5. The rejection is not on the merits of the application but on the grounds that the petitioner could have filed a revised return or presented an appeal under Section 248 of the Income Tax Act. As regards the option of filing a revised return, learned counsel for the petitioner pointed out that the time limit for filing such revised return expired. In any event, when a statute prescribes a remedy, the petitioner cannot be denied the benefit of availing of such remedy merely because an alternative remedy may be available. This can, no doubt, be done if the remedy is discretionary but not if the remedy is statutory.

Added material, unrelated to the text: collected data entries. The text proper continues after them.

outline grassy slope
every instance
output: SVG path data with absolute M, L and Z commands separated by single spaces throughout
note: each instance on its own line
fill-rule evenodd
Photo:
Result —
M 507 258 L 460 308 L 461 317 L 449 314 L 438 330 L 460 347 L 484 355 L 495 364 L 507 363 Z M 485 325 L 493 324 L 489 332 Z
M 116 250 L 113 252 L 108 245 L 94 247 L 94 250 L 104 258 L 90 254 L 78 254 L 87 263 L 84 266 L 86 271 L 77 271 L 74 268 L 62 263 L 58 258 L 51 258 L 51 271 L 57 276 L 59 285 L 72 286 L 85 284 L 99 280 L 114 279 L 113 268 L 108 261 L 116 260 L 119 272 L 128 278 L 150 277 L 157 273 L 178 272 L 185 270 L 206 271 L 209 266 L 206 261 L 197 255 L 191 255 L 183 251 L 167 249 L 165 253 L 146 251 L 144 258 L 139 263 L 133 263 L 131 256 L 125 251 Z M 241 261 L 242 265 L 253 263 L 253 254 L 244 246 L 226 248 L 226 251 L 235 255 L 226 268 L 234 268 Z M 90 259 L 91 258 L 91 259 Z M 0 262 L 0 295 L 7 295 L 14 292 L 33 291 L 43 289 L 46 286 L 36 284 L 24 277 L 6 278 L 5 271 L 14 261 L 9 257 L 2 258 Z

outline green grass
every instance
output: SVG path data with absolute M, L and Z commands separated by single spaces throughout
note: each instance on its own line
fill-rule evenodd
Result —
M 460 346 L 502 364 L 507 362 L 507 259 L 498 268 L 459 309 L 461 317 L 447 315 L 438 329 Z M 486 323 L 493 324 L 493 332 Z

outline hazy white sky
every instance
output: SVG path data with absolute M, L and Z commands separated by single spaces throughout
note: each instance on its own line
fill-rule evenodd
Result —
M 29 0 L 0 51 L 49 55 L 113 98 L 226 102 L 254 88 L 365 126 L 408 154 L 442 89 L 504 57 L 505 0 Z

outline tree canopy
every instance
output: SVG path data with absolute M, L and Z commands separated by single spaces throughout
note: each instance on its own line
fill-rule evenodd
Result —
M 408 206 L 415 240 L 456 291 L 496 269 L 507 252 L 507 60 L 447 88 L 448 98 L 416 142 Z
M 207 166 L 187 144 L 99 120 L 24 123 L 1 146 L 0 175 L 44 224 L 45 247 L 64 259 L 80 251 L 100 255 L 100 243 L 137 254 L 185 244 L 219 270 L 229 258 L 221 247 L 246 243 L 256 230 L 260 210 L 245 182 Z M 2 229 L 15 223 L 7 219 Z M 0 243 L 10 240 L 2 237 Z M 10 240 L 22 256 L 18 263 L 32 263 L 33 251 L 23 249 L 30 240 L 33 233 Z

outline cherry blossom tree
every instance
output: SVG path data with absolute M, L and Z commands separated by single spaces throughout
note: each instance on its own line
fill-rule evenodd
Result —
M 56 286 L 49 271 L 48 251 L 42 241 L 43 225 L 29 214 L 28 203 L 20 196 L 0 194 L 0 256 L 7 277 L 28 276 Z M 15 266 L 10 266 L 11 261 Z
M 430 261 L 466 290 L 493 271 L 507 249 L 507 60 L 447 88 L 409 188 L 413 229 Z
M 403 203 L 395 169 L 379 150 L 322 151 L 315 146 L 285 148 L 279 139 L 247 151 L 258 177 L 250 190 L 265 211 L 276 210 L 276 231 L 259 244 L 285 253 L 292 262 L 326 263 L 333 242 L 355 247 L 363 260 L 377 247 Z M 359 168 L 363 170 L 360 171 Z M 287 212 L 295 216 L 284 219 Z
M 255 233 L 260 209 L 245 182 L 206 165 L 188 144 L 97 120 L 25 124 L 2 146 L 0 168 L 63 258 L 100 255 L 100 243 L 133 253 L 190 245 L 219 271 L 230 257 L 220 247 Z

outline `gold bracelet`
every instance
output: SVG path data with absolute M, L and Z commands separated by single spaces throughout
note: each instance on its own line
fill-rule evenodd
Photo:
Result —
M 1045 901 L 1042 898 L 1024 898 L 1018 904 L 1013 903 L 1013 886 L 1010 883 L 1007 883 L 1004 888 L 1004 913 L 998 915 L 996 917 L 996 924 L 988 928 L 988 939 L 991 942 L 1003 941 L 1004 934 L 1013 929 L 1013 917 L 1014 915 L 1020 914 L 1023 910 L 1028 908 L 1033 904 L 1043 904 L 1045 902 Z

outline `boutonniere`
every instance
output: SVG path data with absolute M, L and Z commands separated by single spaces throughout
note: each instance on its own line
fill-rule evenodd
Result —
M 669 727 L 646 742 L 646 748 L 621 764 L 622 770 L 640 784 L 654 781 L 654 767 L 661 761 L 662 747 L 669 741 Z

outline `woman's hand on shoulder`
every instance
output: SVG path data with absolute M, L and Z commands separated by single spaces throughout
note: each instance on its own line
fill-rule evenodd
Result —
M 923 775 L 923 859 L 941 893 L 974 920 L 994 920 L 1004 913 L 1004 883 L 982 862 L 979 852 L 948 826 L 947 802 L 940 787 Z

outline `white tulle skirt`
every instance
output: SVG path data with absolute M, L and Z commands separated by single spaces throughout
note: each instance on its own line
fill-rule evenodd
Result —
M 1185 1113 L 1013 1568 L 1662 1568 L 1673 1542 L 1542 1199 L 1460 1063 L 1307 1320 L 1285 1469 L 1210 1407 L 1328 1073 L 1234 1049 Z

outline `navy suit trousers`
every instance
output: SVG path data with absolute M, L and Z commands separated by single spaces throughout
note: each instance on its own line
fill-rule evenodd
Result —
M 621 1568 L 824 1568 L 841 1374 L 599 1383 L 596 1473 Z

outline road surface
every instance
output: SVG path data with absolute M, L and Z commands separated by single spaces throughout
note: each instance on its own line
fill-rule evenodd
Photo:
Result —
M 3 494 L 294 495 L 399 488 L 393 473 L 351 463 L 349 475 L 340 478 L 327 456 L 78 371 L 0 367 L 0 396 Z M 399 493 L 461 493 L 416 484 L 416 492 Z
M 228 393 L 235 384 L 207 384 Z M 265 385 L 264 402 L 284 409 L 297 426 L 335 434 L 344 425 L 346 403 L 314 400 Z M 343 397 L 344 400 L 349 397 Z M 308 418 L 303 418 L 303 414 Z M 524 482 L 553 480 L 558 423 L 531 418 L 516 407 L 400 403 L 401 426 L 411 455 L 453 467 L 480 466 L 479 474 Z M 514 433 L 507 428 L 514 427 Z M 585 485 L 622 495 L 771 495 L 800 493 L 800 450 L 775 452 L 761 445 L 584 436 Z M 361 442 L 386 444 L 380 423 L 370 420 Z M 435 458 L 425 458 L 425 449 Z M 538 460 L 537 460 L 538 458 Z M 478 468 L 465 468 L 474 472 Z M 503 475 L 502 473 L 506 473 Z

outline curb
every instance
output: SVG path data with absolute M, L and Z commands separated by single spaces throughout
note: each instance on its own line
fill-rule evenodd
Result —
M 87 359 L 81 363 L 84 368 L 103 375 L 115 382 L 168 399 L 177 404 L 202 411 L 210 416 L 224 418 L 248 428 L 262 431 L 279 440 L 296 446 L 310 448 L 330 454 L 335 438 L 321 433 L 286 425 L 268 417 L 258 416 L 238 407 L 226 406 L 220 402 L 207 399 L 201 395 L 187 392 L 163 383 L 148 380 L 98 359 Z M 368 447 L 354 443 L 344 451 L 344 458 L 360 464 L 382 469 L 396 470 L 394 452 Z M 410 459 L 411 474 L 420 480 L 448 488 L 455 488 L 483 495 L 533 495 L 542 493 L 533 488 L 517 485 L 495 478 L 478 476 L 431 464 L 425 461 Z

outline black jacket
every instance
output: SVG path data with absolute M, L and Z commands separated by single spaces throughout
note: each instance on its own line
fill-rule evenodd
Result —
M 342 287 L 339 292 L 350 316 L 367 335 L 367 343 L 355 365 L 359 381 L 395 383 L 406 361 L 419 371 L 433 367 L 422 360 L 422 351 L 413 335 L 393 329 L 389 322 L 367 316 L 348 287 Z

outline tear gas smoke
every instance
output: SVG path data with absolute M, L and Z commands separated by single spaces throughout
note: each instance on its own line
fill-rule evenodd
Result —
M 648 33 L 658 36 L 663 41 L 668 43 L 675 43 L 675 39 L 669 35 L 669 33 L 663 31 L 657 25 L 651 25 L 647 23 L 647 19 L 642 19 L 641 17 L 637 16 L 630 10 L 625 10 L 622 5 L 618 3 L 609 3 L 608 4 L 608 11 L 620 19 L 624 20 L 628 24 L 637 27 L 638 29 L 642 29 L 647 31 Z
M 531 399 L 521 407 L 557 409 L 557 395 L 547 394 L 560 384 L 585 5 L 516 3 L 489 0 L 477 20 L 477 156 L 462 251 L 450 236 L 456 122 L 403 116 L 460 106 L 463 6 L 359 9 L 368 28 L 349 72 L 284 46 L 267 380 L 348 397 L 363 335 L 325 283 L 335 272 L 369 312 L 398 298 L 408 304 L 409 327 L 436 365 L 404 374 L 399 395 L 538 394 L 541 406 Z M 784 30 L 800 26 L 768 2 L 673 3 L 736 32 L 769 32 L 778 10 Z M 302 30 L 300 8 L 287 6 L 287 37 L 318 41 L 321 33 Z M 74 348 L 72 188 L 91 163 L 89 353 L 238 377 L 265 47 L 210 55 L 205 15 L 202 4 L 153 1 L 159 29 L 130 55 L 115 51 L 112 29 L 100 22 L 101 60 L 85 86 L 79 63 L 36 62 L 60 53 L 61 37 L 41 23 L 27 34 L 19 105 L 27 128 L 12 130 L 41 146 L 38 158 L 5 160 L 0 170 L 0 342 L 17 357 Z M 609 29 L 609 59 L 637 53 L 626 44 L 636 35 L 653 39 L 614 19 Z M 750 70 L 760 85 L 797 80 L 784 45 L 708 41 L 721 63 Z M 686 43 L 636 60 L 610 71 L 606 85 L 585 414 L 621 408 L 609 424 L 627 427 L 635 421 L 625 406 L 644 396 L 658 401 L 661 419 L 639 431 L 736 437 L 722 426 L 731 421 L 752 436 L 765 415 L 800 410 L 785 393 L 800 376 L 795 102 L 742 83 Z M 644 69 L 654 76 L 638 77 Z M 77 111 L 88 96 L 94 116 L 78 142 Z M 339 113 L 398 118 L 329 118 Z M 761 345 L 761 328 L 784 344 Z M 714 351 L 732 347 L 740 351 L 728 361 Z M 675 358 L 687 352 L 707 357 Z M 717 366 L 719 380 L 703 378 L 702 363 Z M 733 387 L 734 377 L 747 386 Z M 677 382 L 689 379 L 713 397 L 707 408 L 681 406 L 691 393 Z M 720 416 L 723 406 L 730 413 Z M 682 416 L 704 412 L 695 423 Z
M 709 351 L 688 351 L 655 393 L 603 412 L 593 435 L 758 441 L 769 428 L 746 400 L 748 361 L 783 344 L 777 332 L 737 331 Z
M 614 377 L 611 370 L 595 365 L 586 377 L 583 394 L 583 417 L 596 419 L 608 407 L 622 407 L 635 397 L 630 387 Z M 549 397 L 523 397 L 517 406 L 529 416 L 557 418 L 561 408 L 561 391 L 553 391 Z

Therefore, the first ground of rejection in the impugned order is untenable.

6. The second ground of rejection is based on Section 248 of the Income Tax Act and the said provision is set out below:

“248.Where under an agreement or other arrangement, the tax deductible on any income, other than interest, under section 195 is to be borne by the person by whom the income is payable, and such person having paid such tax to the credit of the Central Government, claims that no tax was required to be deducted on such income, he may appeal to the Commissioner (Appeals) for a declaration that no tax was deductible on such income.]”

On examining Section 248 of the Income Tax Act, it is evident that it applies to a case where the tax deducted on payments made under Section 195 of the Income Tax Act to a non-resident, other than by way of interest, is required to be borne by the person by whom the income is payable (i.e. the person making the payment) as per contract or arrangement between the parties and the person making the deduction claims that tax was not payable. The case on hand pertains to the declaration and distribution of dividend by the petitioner, a company, to its shareholders and the tax payable thereon. This was not a case where a deduction was made under Section 195 towards tax on payments made to a non-resident and the parties had agreed that the deducting resident entity would bear the tax liability by compensating the non-resident by a proportional top-up. Therefore, Section 248 is clearly inapplicable. The second ground on which the revision petition was rejected is also consequently unsustainable.

7. As a corollary to the above conclusions, the impugned order is quashed and the matter is remanded for reconsideration on merits by the Principal Commissioner of Income Tax. After providing a reasonable opportunity to the petitioner, a fresh order on merits shall be issued within a period of three months from the date of receipt of a copy of this order. W.P.No.20788 of 2022 is disposed of on the above terms without any order as to costs. Consequently, connected Miscellaneous Petition is closed.